////

Video Games Junkies

We’re sticking with the theme of computer video games after yesterday’s post on which there was a comment which directed me to this link.

So let’s get this straight. It seems, from this web page, that some games aren’t bought, they’re merely “rented”. (This reminds me of a nice piece of graffiti  staring out at me from the wall  of the gents urinal in a pub while relieving myself  - “You don’t buy beer. You just rent it”.)

To me, the company who owns this WoW game can be considered in two different lights. If I’m kind, I’ll say they are equivalent to the owner of a golf course or a squash court, to whom you pay money in order to play the game, which is fair enough.

However, I believe a better and more accurate analogy is that of a drug dealer preying on the vulnerability of punters needing to feed their addiction. In fact the student who wrote the article admits that he is a “WoW junkie”.

Either way, it helps to explain why the video games industry is so lucrative, ($9.5 billion in 2007 according to our old friend Wikipedia).

But all this is several billion light years away from the way things were in the 1980s when this cartoon was published…..

cartoon - teachers in staff room playing computer games

(Cartoon taken from the Education section of Microholics)


Questions without answers

There’s always been a bit of a debate about computer video games. Are they harmful? Are they educational? Do they lead to anti-social behaviour? Do they enhance our quality of life? And so on.
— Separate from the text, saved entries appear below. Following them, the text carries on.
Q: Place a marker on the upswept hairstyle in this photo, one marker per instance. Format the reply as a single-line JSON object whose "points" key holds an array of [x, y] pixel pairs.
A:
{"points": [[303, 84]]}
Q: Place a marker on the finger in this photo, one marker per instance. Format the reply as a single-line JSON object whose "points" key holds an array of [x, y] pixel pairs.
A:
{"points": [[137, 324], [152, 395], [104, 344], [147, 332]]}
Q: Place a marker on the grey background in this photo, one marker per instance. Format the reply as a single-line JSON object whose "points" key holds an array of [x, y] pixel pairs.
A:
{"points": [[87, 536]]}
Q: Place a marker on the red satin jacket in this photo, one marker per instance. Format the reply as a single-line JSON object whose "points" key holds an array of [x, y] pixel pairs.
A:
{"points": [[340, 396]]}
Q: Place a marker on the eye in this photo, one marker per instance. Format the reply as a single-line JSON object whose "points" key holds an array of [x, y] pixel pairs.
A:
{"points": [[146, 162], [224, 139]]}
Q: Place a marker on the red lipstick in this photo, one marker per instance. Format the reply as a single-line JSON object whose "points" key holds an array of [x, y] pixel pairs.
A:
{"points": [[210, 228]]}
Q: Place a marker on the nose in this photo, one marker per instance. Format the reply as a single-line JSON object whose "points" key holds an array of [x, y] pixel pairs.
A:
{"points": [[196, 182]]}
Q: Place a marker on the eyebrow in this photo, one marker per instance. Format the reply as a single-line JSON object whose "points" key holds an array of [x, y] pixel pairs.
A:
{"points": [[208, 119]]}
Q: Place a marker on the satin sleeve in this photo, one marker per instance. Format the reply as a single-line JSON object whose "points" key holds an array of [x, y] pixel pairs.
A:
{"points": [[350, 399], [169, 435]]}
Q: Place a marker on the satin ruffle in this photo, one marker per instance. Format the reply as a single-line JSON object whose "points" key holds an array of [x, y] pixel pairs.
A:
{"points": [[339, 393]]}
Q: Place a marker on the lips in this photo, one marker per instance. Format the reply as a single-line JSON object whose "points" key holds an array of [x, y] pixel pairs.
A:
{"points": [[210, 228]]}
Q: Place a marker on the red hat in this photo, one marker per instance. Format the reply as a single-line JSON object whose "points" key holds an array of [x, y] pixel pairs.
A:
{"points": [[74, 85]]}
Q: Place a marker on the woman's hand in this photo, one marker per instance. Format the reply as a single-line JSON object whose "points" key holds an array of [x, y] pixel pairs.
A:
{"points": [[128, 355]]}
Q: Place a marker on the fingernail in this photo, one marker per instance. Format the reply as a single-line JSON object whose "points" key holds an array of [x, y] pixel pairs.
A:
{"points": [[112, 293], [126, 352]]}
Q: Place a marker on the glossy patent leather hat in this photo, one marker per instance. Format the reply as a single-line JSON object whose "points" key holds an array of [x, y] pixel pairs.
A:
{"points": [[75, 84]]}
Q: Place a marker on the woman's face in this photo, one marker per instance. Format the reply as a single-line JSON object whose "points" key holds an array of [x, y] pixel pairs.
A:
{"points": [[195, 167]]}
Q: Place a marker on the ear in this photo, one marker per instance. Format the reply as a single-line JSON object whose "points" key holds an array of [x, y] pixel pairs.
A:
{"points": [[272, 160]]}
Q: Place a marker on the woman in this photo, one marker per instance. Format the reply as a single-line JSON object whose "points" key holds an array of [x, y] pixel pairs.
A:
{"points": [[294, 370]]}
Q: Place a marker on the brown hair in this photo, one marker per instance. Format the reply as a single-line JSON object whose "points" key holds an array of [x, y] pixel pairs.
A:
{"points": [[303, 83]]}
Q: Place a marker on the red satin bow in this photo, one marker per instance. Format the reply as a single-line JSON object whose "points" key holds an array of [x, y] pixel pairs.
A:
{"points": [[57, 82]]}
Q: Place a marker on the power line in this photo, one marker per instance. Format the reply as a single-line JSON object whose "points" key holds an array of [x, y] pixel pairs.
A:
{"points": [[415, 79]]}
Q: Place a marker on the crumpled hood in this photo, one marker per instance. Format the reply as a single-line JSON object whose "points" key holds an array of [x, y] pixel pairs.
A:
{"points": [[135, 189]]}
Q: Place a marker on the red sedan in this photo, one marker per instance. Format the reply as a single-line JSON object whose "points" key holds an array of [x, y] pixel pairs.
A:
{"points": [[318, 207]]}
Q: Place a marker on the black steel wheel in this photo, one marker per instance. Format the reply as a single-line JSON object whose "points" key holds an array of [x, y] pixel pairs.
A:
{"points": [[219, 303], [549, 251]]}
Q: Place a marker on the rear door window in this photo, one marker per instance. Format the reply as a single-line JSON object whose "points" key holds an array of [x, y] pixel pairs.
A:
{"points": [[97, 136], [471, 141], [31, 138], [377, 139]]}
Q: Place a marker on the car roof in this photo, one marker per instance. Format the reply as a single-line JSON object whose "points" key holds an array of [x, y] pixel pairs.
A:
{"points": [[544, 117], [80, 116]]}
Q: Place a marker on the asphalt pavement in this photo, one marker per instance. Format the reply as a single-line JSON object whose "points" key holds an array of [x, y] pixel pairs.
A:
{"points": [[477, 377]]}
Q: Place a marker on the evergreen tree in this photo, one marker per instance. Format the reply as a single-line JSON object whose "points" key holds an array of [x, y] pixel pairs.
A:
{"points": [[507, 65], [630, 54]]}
There are two schools of thought about the effects that video games can have on the player. The one suggests that games can be beneficial and therapeutic by helping the individual to live out a fantasy, and thus relieve in-built frustrations and tensions. The other opinion is that, instead of the game being a substitute for the real thing it motivates the player to actually want to do the real thing - which is fine if the content and objective of the game is “good”, but not OK if it happens to be “Grand Theft Auto”!

Well, if you’re looking for answers to these questions on this blog, forget it. Go surf the net!